The tools are inspired by AI software that synthesizes realistic images, such as the Midjourney software that, this year, was famously used to produce a viral image of Pope Francis wearing a designer white puffer jacket. A similar conceptual approach, researchers have found, can churn out realistic protein shapes to criteria that designers specify — meaning, for instance, that it’s possible to speedily draw up new proteins that should bind tightly to another biomolecule. And early experiments show that when researchers manufacture these proteins, a useful fraction do perform as the software suggests.
The tools have revolutionized the process of designing proteins in the past year, researchers say. “It is an explosion in capabilities,” says Mohammed AlQuraishi, a computational biologist at Columbia University in New York City, whose team has developed one such tool for protein design. “You can now create designs that have sought-after qualities.”
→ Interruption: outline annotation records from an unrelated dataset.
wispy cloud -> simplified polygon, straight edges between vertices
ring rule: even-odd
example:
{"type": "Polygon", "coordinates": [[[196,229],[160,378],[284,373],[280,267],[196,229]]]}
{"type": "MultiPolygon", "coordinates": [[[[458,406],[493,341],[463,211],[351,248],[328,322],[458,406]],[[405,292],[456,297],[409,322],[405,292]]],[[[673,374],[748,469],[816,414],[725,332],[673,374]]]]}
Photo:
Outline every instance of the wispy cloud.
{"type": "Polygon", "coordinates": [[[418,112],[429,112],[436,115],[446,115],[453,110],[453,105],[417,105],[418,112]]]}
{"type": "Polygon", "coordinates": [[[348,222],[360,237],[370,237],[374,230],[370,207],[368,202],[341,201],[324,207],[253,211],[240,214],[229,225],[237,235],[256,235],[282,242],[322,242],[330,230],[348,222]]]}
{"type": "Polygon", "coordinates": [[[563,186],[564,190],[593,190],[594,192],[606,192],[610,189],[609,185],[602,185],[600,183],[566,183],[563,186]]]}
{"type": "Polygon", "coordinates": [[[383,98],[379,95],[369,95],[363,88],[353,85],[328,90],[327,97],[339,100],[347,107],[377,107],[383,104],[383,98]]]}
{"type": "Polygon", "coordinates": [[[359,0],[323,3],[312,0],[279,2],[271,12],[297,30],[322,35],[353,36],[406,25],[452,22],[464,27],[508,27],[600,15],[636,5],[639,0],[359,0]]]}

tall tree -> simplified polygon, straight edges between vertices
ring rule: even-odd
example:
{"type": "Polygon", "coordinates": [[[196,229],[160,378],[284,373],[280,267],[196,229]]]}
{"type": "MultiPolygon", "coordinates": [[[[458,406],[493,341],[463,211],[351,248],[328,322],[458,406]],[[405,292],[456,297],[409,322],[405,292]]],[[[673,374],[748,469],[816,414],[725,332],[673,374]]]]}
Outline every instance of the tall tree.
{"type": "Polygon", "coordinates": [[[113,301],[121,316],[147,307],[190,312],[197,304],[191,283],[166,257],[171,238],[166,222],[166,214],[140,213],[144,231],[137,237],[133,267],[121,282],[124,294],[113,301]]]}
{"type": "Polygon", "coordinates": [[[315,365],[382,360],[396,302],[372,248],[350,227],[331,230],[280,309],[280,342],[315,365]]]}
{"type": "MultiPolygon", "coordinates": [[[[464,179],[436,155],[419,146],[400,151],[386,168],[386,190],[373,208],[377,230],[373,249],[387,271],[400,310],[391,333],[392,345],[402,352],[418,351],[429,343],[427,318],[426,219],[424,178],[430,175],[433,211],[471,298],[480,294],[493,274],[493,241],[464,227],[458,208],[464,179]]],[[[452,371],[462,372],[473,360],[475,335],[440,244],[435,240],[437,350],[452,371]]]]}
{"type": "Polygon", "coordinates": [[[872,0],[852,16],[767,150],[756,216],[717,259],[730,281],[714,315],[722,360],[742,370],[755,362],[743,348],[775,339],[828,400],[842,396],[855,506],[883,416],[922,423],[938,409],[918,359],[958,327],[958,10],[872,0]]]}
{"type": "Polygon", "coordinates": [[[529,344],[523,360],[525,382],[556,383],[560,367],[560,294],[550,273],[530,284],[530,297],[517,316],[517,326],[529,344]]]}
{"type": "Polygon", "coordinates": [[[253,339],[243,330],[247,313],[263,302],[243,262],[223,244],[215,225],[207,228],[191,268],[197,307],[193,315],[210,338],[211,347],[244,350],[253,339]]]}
“You’re building a protein structure customized for a problem,” says David Baker, a computational biophysicist at UW whose group, which includes Juergens, developed RFdiffusion. The team released the software in March 2023, and a paper describing the neural network appears this week in Nature1. (A preprint version was released in late 2022, at around the same time that several other teams, including AlQuraishi’s2 and Grigoryan’s3, reported similar neural networks).
For the first time, protein designers now have the kinds of reproducible and robust tools around which a new industry can be created, Grigoryan adds. “The next challenge becomes, what do you do with it?”